The books of accounts of a company are printed and also posted on the website of the company regularly. These reports are made public only after an independent auditor has audited them. Managerial accounting vs financial accounting is a phrase that differentiates between these two phenomena. However, when it comes to the presentation of reliable figures, financial accounting is the best tool available with the shareholders of the company.
The books of accounts prepared by the accountant also serve to provide the shareholders with the right perspective regarding the future course of action to be taken for growth and stability.
The Double Entry System of Financial Accounting
The double entry system is the basis of financial accounting. This involves recording every financial transaction in two parts with each part hitting a specific account in the company’s ledger.

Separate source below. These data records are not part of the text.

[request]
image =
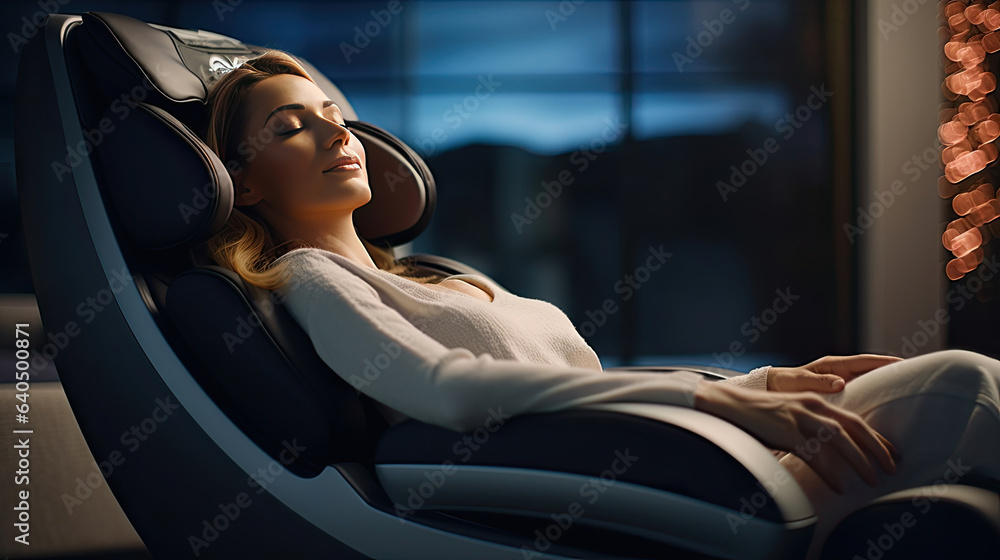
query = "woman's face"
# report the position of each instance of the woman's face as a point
(302, 164)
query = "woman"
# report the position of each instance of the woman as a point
(448, 350)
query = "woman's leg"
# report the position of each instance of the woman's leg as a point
(942, 413)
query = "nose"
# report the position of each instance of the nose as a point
(336, 132)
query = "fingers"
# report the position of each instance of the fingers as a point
(847, 443)
(849, 367)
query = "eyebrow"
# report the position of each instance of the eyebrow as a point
(299, 106)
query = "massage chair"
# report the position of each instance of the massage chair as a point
(259, 450)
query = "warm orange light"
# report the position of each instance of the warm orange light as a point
(969, 129)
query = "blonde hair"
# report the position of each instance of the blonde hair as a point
(246, 244)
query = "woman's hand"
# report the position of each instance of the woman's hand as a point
(797, 423)
(825, 375)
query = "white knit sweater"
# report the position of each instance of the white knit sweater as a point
(447, 358)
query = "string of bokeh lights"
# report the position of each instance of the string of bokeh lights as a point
(969, 126)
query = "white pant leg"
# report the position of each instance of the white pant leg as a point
(942, 413)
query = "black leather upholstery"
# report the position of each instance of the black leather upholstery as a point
(585, 442)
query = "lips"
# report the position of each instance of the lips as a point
(345, 163)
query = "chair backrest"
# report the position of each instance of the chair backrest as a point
(139, 91)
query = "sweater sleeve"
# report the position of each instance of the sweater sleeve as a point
(375, 349)
(756, 379)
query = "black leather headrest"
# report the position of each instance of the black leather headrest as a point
(260, 367)
(168, 187)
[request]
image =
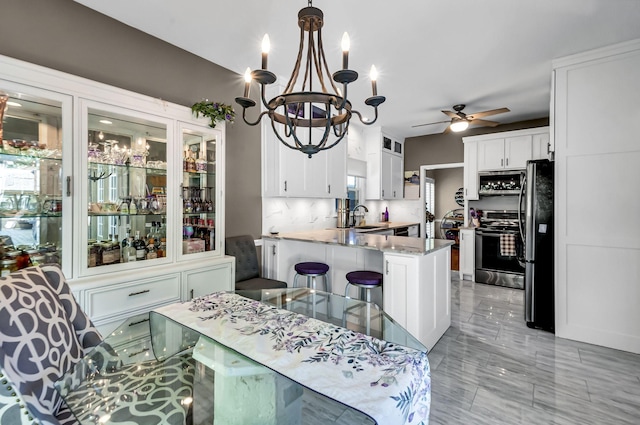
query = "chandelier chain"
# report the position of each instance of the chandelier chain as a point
(313, 102)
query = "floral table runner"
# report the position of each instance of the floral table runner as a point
(388, 382)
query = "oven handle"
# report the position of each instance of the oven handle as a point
(495, 232)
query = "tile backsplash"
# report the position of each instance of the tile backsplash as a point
(301, 214)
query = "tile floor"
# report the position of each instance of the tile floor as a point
(490, 368)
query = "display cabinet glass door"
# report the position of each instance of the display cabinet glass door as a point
(199, 192)
(31, 177)
(127, 181)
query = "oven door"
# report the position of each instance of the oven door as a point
(497, 264)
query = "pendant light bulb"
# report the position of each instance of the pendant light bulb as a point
(458, 126)
(373, 74)
(346, 42)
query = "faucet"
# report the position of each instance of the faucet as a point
(353, 222)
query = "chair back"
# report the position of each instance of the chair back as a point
(244, 249)
(43, 333)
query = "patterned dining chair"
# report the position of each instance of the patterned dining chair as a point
(44, 333)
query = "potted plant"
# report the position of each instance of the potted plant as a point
(215, 111)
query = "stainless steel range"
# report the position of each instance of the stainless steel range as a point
(500, 250)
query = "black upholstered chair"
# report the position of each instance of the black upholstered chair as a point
(247, 267)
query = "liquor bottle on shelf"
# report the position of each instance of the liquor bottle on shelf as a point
(115, 247)
(125, 240)
(162, 248)
(191, 163)
(129, 252)
(133, 209)
(201, 163)
(140, 246)
(204, 235)
(152, 252)
(184, 159)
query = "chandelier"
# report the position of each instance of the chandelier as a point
(320, 103)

An example of the double-entry system is as follows:
Company ABC borrows an amount of 5,000 from Bank DEF. The amount disbursed by the bank will be recorded in the cash ledger on the debit side. Debit means an increase in assets.
However, the double-entry system requires another entry. For this purpose, a simultaneous entry will be posted in the company’s liabilities accounts on the credit side. This would mean that the liability of the company towards Bank DEF has increased by the same amount.
The sum of all debits and credits in the Trial Balance of the company must match with each other after every entry. If the final debts and credits of the Trial Balance are different, it would mean that the accounting entries were not properly posted.
Income and Expenses
An accountant also records incomes of the company, and all the expenses incurred by it during any given time period.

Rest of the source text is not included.